I did install libgdiplus but for MS Core Fonts since I am using RPM type of Linux, I found this package http://mscorefonts2.sourceforge.net/ and I did install it but since it does not use this installation path “/usr/share/fonts/truetype/msttcorefonts” and using this one “/usr/share/fonts/msttcore” I did specify it in code

FontRepository.Sources.Add(new FolderFontSource("/usr/share/fonts/msttcore"));

but the only thing that I get after I wrote this line of code is an exception

Unhandled Exception:  ​ : Unexpected font parsing exception ---> System.IO.DirectoryNotFoundException: Could not find a part of the path '/usr/share/fonts/truetype/msttcorefonts'.
   at System.IO.Enumeration.FileSystemEnumerator`1.CreateDirectoryHandle(String path, Boolean ignoreNotFound)
   at System.IO.Enumeration.FileSystemEnumerator`1..ctor(String directory, EnumerationOptions options)
   at System.IO.Enumeration.FileSystemEnumerable`1..ctor(String directory, FindTransform transform, EnumerationOptions options)
   at System.IO.Enumeration.FileSystemEnumerableFactory.UserFiles(String directory, String expression, EnumerationOptions options)
   at System.IO.Directory.InternalEnumeratePaths(String path, String searchPattern, SearchTarget searchTarget, EnumerationOptions options)
   at System.IO.Directory.GetFiles(String path)
   at    .       ()
   --- End of inner exception stack trace ---
   at    .       ()
   at   .(FontSource )
   at   .()
   at   .()
   at TextFragmentAbsorberProblem.Program.Main(String[] args) in C:\Users\nikim\source\repos\TextFragmentAbsorberProblem\TextFragmentAbsorberProblem\Program.cs:line 13
Aborted

Could you please provide a guide for RPM-Red-Hat Linux OS family like “Red Hat Enterprise / Fedora Linux / Suse Linux / Cent OS”?

@nikitamarchenko

We are checking this with RPM type of Linux and will get back to you with our findings soon.

@nikitamarchenko

We have managed to reproduce the issue in CentOS 7 x64 with .NET Core 2.1, as in attached screenshot CentOS7x64Core2.1.png. A ticket with ID PDFNET-45504 has been logged in our issue management system for further investigation and resolution. The ticket ID has been linked with this thread so that you will receive notification as soon as the ticket is resolved.
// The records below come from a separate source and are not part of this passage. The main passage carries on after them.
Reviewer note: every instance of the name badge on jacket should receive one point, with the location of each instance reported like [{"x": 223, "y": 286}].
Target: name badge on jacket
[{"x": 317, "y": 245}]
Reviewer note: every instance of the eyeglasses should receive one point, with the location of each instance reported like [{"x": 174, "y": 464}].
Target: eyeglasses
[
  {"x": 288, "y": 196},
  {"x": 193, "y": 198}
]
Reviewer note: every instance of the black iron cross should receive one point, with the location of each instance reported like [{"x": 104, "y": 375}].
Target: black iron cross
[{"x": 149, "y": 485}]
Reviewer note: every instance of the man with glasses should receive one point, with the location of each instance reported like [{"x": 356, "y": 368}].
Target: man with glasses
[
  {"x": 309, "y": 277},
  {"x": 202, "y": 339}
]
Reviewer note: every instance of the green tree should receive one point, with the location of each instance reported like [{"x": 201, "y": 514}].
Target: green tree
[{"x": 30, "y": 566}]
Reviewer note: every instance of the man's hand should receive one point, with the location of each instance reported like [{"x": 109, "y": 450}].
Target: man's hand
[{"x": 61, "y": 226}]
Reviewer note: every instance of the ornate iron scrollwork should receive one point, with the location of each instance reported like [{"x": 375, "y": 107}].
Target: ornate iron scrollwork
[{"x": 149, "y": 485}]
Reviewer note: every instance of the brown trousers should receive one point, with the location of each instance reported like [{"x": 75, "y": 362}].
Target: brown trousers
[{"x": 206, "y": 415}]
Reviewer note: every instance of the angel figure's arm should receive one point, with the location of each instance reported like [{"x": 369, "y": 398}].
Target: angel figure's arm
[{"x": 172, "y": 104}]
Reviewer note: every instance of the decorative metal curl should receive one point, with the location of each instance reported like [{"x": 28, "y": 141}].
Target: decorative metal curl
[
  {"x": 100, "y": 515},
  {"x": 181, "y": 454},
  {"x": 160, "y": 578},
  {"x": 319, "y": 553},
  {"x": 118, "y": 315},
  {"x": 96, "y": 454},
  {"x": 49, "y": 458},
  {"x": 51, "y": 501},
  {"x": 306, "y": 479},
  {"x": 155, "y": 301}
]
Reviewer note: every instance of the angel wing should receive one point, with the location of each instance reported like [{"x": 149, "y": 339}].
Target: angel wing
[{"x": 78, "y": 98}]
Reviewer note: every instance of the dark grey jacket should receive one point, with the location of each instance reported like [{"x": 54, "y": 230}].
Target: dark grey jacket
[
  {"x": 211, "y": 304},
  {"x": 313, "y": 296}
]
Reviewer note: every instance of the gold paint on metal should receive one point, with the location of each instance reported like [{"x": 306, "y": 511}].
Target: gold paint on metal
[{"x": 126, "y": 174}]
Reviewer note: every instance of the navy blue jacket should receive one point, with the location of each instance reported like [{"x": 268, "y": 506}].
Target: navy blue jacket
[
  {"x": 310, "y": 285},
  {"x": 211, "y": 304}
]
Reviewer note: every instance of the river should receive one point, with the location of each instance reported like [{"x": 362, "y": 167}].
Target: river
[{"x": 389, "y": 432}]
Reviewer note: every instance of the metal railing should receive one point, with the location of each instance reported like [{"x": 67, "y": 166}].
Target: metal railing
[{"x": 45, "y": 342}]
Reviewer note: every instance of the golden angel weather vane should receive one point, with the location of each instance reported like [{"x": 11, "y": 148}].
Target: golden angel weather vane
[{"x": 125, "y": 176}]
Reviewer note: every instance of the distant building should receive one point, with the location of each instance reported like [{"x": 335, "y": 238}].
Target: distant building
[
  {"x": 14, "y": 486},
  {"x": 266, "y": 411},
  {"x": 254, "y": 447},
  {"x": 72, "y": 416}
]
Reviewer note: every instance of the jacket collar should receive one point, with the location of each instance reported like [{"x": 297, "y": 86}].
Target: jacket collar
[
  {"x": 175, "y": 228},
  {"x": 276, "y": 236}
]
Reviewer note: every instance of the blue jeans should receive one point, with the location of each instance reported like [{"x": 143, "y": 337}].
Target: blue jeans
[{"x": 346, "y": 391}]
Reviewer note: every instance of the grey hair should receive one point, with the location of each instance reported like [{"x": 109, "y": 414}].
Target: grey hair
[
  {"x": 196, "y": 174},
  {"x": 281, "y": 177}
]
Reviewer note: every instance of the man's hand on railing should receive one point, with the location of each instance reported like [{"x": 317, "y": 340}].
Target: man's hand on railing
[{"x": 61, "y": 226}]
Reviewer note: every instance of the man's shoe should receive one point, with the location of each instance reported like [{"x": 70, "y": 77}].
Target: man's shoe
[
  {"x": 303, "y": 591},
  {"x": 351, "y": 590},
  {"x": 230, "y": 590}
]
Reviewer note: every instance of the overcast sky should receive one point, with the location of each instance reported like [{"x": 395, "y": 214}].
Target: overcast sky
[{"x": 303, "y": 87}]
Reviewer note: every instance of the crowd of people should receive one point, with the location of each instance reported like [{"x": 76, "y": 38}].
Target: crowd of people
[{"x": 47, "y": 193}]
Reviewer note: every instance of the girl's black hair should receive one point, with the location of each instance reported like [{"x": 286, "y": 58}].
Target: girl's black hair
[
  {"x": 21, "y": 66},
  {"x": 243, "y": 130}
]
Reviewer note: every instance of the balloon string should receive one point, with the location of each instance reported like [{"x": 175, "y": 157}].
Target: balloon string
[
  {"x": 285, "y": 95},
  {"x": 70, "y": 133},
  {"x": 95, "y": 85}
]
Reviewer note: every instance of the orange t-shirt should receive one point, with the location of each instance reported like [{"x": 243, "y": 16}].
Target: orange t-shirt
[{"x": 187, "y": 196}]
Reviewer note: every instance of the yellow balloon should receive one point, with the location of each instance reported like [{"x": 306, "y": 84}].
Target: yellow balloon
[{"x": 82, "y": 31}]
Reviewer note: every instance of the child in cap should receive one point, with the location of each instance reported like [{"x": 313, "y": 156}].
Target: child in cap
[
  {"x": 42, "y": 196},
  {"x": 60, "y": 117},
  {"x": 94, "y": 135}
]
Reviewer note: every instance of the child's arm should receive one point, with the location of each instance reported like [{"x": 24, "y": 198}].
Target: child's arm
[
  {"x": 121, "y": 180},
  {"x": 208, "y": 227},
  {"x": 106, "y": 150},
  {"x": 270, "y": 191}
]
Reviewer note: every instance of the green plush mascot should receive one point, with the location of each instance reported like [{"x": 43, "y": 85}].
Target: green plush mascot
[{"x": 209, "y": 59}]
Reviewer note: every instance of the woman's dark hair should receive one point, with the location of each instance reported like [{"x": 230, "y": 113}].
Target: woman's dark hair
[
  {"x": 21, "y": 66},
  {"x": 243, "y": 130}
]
We are sorry for the inconvenience.

Was this resolved? I have a similar issue on Windows.

@MikeOtown

Can you please confirm that all Windows fonts are installed properly in the system? Also, please make sure that you are using Aspose.PDF for .NET 22.12 version of the API. In case issue still persists, please share your sample PDF and complete code snippet with us. We will test the scenario in our environment and address it accordingly.